Downing Street has denied Labour accusations that it is acting as a "cheerleader" for the deal, saying it is fighting for British jobs and British science.

But since news of Pfizer's attempts to buy AstraZeneca first emerged, there have been fears that jobs could be put at risk.

Pfizer made a first offer for AstraZeneca of £58.8bn, which was rejected by the board.

The US drugs giant then made a second improved offer of £63bn on Friday for its UK rival which was once again rejected by AstraZeneca.

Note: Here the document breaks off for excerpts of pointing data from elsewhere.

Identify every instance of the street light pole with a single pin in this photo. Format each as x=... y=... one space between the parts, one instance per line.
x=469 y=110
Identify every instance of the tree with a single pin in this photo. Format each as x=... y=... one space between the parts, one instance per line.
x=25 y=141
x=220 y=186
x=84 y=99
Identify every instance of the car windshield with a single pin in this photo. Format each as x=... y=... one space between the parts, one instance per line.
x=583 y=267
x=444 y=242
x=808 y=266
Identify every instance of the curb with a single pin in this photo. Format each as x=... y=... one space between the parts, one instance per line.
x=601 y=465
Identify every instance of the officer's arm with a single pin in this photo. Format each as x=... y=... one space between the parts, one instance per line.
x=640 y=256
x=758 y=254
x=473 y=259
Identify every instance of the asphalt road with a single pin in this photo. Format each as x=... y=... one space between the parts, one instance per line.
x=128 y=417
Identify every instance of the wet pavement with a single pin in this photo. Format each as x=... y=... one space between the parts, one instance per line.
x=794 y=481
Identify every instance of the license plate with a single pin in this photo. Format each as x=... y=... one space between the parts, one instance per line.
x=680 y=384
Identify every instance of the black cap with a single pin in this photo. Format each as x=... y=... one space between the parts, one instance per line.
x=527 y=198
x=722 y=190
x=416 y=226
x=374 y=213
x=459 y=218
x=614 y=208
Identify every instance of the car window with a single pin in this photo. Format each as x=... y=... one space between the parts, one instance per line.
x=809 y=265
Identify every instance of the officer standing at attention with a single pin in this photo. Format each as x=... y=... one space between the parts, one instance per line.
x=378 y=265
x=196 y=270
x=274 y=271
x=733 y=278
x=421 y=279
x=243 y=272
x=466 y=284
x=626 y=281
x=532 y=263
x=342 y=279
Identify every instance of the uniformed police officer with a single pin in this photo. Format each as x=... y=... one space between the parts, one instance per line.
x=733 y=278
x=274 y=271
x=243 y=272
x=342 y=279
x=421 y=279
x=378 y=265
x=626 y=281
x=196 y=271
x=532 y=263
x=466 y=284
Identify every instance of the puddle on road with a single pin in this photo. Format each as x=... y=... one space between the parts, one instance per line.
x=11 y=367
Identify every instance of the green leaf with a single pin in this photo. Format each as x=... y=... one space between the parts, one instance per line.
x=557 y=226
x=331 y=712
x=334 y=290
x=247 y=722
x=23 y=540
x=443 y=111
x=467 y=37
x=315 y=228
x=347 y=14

The UK firm said the takeover terms were "inadequate, substantially undervalue AstraZeneca and are not a basis on which to engage with Pfizer".

AstraZeneca employs more than 51,000 staff worldwide, with 6,700 in the UK. Pfizer has a global workforce of more than 70,000, with 2,500 in the UK.

Pfizer chairman and chief executive Ian Read said the firm believed there was "a highly compelling strategic, business and financial rationale for combining our businesses, with significant benefits for shareholders and stakeholders of both companies."

On Monday he said Pfizer was "very disappointed" with AstraZeneca's "unwillingness to engage in conversations".

He added it was: "in the best interests of both companies, and Pfizer and AstraZeneca shareholders that we pursue a friendly negotiated transaction, that can be recommended by both our boards."

"We have made public our offer to the board, and we remain open to considering all options on progressing those discussions," Mr Read said.

Research threat

Scientists have also warned the possible takeover could damage development of new drugs.

In a statement, four scientific bodies said recent mergers and acquisitions had led to lab closures, threatening the UK's research base.

The statement was jointly issued by the Society of Biology, the Biochemical Society, the British Pharmacological Society and the Royal Society of Chemistry.

Dr Melanie Lee, a fellow of the Academy of Medical Sciences, said the takeover could be a "nail in the coffin" of the UK drug industry.

By purchasing AstraZeneca, Pfizer would bolster its pipeline of cancer drugs currently in development.

It would also allow it to make the UK its home headquarters for tax purposes, allowing it to take advantage of significantly lower tax rates compared to the US.

US federal corporation tax is 35%, while the UK's rate is 21% and is due to be cut to 20% in 2015.